廊下を歩きリビングルームに来ると棚の上に置かれた電話のスイッチを押して留守番電話の録音を再生させる。
石成はそのままネクタイを緩めながらベットルームへと消えていく。
留守番電話から男の声が聞こえてくる。
石成の声「もしもし… こちら現在渋谷区域内、車でホシを追跡中。えー、車種、色、ナンバー共に該当車両と一致…」
リビングルームに石成自身の声が静かに響く。

◯地下鉄・車内(翌朝)
通勤する人々で鮨詰め状態の車内。
地下鉄がガタゴトと揺れると必死に吊革に捕まるサラリーマン、無表情でシートに座っているOLなど一様に全員の頭が左右に振られる。

◯オフィスビル・ロビー・内(朝)
オフィスビルの1階ロビー。
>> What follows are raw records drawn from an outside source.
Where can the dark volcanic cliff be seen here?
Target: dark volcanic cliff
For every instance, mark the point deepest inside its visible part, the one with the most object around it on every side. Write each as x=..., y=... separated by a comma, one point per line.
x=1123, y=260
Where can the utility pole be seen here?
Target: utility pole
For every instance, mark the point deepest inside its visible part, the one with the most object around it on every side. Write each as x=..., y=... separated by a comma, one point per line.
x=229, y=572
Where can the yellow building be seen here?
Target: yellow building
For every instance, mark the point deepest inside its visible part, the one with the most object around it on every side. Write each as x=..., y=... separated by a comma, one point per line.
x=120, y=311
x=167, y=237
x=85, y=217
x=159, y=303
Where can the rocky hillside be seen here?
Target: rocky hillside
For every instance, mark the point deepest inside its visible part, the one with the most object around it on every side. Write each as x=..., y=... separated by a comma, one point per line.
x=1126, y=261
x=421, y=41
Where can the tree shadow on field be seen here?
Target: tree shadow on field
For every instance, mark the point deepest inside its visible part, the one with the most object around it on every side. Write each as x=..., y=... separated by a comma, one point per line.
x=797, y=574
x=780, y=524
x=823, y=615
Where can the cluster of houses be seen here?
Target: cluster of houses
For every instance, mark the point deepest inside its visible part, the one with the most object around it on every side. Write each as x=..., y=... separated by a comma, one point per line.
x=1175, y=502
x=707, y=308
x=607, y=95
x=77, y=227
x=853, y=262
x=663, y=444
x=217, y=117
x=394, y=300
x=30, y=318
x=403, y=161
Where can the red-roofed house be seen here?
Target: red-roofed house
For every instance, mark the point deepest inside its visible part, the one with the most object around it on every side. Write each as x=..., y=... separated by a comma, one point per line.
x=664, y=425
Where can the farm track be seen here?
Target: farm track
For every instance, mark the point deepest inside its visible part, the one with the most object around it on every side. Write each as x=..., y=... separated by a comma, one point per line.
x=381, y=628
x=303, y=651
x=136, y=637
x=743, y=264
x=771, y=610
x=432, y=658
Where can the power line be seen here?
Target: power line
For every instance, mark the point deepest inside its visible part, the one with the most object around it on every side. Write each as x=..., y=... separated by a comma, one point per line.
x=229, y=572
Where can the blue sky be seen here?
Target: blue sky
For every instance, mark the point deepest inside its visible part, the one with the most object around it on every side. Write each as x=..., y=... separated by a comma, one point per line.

吹き抜けの広い空間に押し寄せるように大勢の社員が出社してくる。急いで階段を駆け上がって行く者がいれば、エレベーター前の長い列に並ぶ者もいる。

◯オフィスビル・13階・エレベーター前(朝)
3台のエレベーターのドアが並ぶエレベーターホール。
その内の1つ、ライトが点灯すると優しいチャイム音と共にドアが開く。
整髪料で綺麗に整えた髪をした石成がエレベーターから降りてくる。
革製のビジネスバッグを手に足早にオフィスへと歩いていく。


引用

台詞に書かれたフリースタイルラップの歌詞は以下の2曲を参考:

Grateful Days by Dragon Ash feat. Aco, Zeebra
東京、東京 by Rhymester


追記の理由

実はこの脚本サンプルを締め切り当日にギリ書き上げたのですが、投稿ボタンを押した後に文章が全て消えてしまった。

連絡を取り運営の担当者と何度かメールでやりとりしたのですが、どうしようも出来ないとの事で泣く泣く諦めました。

しかしアイディアは既にあるので捨ててしまうのは勿体無いと考え、今回思い出しながら執筆しました。暇つぶしがてらにでも読んでもらえれば幸いです。消えた記事も無事成仏してくれるでしょう。